働き方改革の実務について~待遇決定に関する説明義務の強化~
正規社員と非正規社員(パート、有期雇用者、派遣労働者)間の待遇格差の是正に向けた同一労働同一賃金の取組みでは、非正規社員への待遇に関する説明義務が強化されています。
今までは、雇用形態ごとの対応でしたが、非正規社員すべてで説明義務が統一されるように整備されています。
今回は、非正規社員(パート、有期雇用者、保険労働者など)への待遇決定に関する説明義務について確認していきましょう。
非正規社員への待遇決定に関する説明義務の現状
有期雇用労働者については、働き方改革関連法の施行後、パートタイム労働者、派遣労働者と同様に、雇用管理上の措置の内容、処遇決定に際しての考慮事項などの説明が義務化されました。
さらに、パートタイム労働者、有期雇用労働者、派遣労働者の非正規社員から説明を求められた場合、正規社員との待遇差の内容・理由などについて説明することが新たに義務化されています。(パート・有期労働法14条、派 遣法31条の2)。

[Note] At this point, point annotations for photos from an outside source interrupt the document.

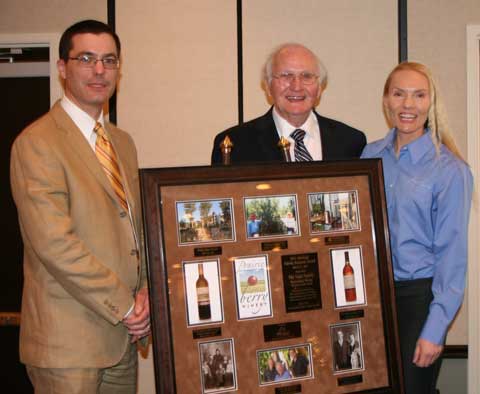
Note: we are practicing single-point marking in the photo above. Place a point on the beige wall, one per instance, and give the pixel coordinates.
(34, 16)
(180, 82)
(437, 37)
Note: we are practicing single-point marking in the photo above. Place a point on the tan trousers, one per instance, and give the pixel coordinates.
(118, 379)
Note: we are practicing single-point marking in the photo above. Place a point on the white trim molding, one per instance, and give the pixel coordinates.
(49, 40)
(473, 143)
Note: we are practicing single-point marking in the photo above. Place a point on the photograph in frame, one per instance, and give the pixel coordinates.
(252, 285)
(347, 350)
(271, 216)
(348, 277)
(217, 366)
(205, 221)
(203, 295)
(284, 364)
(330, 212)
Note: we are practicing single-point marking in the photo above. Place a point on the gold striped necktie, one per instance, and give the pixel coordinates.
(108, 159)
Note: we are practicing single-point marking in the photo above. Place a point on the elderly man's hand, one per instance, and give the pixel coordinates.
(138, 320)
(426, 353)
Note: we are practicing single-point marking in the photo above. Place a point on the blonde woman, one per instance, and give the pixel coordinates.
(428, 189)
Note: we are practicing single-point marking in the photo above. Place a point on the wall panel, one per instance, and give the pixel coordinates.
(180, 85)
(357, 42)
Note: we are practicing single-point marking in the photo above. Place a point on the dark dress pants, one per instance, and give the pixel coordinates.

これまでの待遇に関する説明義務は、パートタイム労働者、派遣労働者については、雇用管理上の措置の内容、待遇決定に際しての考慮事項などについて説明義務が課されていまし たが、有期雇用労働者については法的規定がなく、説明内容は基本的に「本人の待遇」に関することのみで、正規社員との待遇差の内容やその理由についての説明義務もありませんでした。
非正規社員への待遇に関する説明義務の内容とは?
事業主は、パートタイム労働者、有期雇用労働者を雇い入れた場合、下記の通り労働者本人へ説明をしなければなりません。
- 待遇の差別的取扱い禁止
- 賃金の決定方法
- 教育訓練の実教育訓練の実施、
- 福利厚生施設の利用
- 通常の労働者 への転換を推進するための措置
なお、説明方法は、就業規則、賃金規程などの資料を活用し、口頭で行うことが原則ですが、説明すべき事項が漏れなく記載され、容易に理解できる内容の文書交付などによる方法も認められています。
派遣労働者への待遇に関する説明義務の内容とは?
派遣労働者を雇い入れた場合には、派遣会社が、労働者本人に対しての説明義務があります。(派遣先均等・均衡方式あるいは労使協定方式に準じる)
- 労働条件に関する事項の明示
- 派遣労働者の不合理な待遇の禁止に関する派遣会社の措置の内容説明
なお、派遣労働者はパートタイム労働者や有期雇用労働者と違って、原則として雇い入れ時と派遣時開始とともに、書面にて同様の説明を行う必要があります。
非正規社員から説明を求められた場合は?
事業主は、パートタイム労働者、有期雇用労働者から待遇決定に関する説明を求められた場合には、雇い入れ時の説明内容と同じく、1〜5の考慮事項とする内容と下記の3項目を加えた説明する義務があります。
- 労働条件 の明示、
- 就業規則作成・変更時の意見聴取、
- 不合理な待遇の禁止について
このように、事業主が非正規社員すべてへ待遇決定に関する説明義務が統一されるように整備されています。